そんな風に言われると、逆に気になって気になって仕方ないんですけど!?
俺はセブルスをじーっと見つめる。
な、何なんだろう。隠さずに「言って」欲しいのになぁー・・・
「・・・こ、れ」
ん?セブルスが何か包みを・・・
「クッキー?」
「・・・すまない。そんなもので」
え?ももももも、もしかして・・・
「俺に(ですかぁぁぁぁぁぁああああッ!)?」
「・・・あぁ」
俺はパァッと心が明るくなるのを感じ、セブルスから貰ったばかりのクッキーを包みから一枚取り出して食べた。
「美味しい(!!!!!)」
「ぇ・・・」
「とっても美味しい(です!もはや神!・・・ぁ、目の前に本物の神様いるや)」
つい笑顔になる俺に、セブルスはやっと元気になってくれたみたいで「よ、よかった」と笑ってくれた。

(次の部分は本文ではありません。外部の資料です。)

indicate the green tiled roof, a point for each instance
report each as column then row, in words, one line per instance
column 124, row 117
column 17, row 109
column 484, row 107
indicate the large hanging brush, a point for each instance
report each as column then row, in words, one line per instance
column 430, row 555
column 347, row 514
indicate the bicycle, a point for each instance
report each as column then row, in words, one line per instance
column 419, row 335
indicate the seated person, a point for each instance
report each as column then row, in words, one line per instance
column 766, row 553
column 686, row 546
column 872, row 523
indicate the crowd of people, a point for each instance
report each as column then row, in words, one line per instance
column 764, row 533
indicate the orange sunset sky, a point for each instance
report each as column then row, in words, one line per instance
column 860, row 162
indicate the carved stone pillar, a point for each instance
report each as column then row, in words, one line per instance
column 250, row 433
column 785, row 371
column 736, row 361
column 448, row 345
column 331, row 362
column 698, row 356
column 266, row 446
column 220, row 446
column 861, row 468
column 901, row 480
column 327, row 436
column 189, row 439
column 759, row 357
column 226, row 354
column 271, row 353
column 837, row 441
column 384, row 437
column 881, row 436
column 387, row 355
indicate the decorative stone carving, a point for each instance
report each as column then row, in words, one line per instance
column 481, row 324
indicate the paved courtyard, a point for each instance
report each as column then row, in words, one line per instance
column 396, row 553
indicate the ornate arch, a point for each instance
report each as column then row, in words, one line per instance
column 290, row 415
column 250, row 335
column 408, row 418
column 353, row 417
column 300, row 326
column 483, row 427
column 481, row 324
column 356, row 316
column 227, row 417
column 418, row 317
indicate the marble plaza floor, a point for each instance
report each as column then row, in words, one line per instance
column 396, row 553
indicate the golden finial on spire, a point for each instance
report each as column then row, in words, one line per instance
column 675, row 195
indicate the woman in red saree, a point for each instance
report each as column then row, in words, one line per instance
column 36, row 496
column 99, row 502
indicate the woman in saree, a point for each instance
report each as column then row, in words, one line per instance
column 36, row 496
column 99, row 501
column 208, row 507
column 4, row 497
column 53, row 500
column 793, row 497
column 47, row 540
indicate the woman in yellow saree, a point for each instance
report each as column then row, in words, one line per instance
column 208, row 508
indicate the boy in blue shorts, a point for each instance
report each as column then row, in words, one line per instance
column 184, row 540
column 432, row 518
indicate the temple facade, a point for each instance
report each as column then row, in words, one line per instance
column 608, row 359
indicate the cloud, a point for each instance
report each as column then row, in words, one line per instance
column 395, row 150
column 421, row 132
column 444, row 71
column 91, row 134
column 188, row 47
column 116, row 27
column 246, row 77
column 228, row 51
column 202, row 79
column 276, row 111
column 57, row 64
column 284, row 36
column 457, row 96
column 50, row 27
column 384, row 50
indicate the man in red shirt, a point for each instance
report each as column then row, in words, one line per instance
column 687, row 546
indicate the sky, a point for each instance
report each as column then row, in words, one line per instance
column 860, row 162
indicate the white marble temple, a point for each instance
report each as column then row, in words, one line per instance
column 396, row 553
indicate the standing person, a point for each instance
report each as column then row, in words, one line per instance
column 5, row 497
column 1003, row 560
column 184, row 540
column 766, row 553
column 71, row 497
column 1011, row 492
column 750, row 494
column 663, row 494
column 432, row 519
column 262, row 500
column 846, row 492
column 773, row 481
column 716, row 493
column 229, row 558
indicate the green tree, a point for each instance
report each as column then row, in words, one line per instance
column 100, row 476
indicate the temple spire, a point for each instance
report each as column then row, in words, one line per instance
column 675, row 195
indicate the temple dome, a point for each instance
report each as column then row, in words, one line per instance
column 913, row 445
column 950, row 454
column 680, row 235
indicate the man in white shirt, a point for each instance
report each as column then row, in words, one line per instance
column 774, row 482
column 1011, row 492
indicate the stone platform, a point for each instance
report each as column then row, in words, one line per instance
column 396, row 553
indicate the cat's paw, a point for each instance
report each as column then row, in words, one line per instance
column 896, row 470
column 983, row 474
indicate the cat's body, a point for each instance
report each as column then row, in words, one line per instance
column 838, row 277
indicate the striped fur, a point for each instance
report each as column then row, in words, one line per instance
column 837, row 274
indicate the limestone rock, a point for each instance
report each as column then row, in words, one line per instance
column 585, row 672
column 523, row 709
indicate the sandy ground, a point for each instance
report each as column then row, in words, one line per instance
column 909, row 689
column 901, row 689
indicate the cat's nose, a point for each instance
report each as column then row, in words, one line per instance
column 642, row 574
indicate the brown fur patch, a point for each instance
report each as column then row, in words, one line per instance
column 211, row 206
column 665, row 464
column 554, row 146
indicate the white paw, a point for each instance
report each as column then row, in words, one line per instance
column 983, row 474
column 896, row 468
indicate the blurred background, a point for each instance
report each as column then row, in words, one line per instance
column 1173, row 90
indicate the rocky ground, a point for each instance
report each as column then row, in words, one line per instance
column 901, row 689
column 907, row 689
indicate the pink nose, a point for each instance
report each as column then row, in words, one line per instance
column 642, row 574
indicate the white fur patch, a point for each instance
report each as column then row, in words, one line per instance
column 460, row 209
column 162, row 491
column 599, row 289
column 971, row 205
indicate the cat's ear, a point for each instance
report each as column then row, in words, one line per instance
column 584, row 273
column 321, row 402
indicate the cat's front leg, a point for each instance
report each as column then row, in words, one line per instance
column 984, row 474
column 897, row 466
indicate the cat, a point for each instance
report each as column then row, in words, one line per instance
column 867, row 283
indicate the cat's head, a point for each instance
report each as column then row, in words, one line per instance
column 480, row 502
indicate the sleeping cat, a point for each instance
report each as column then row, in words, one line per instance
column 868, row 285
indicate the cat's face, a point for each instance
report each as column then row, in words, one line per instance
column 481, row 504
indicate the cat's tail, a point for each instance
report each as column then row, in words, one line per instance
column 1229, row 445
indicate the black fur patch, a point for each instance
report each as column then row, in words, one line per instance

光麗とセブルスからのプレゼントを手に、俺はほくほくとした気持ちでいた。
《セブルスSIDE》
召喚術なんて普段はやらないようなことをした。
ピクシーが出てくるなんて思ってもみなかった。
奴らは悪戯好きだから、すぐにとらえなければならず、アスの傍で慌てる僕は酷く滑稽だったことだろう。
アスに呆れられていないだろうか?と心配しつつ、アスに「アスはどんなものが出るんだろうな」と声をかけた。
少し大きめの陣を描いているアスは涼しい顔で「そうだな・・・」と言う。
まるで、何が召喚されるか最初からわかっているかのような・・・
その時だ。アスの描いた陣がまばゆい光を放ったのは。
気付けば、陣の中央に、人ではない美しい人物が一人いた。
光り輝くその男を、アスは「光麗」と呼んでいた。
『今日は人の行事で、クリスマスというものがあるのですよね・・・だから、どうぞ。私からのほんの贈り物です』
「有難う」
明らかに高貴であろうその男からアスに渡されたのは・・・それははそれは綺麗なブレスレッドだった。
僕はグッと拳を握りしめた。
だって・・・
僕だって、アスにプレゼントを用意していたから。
この授業が終わったら、こっそり渡すつもりだったんだ。
けど・・・
僕のプレゼントは、光麗と呼ばれた男のプレゼントの足元にも呼ばない。
・・・もう、渡すのは止めてしまおうか・・・
「光麗・・・こんなもので悪い。これを」
『!・・・あぁ、アス・・・』
あぁ、アスからお返しまで貰って・・・
嬉しそうな顔をする相手。
あぁわかるさ。凄く嬉しいんだろうな。
本当は僕だって――
「アス・・・」
「どうかした」
つい名前を呼んだ僕に、アスはすぐに反応してくれた。
「・・・・・・ぃや、やっぱり、何でもない」
・・・言えない。
自分のちんけなプレゼントと他人の豪勢なプレゼントを比較して落ち込んでいるなんて。
ふるふるっと首を振っても、アスは僕から視線を離さない。
「言って」
アスにそんな風に言われたら、言わないわけないのに・・・
「・・・こ、れ」
観念したように僕が取り出したのは、
「クッキー?」
そう。クッキー。
「・・・すまない。そんなもので」
前にアスが僕の作ったお菓子を美味しいと言ってくれたから・・・
結構頑張って作ったけど、何だか出すのも恥ずかしい。
「俺に?」
「・・・あぁ」
するとアスは何を思ったのか、僕から受け取ったそのクッキーを一枚口に入れた。
「美味しい」
「ぇ・・・」
アスが微笑んでいる。
「とっても美味しい」
あぁ、何でそんなに優しいことを言ってくれるんだ・・・
「よ、よかった」
僕はつい笑顔になりながら、陣の中にいる光麗という男を見た。
彼も小さく微笑み、唇を少し動かした。
声にならないその言葉だったけど、僕には何となく『良かったですね』と言っているのがわかった。
召喚しちゃった!
後日アスから僕が読みたいと思っていた本を渡された。
あとがき
クリスマス企画のリクエストでした。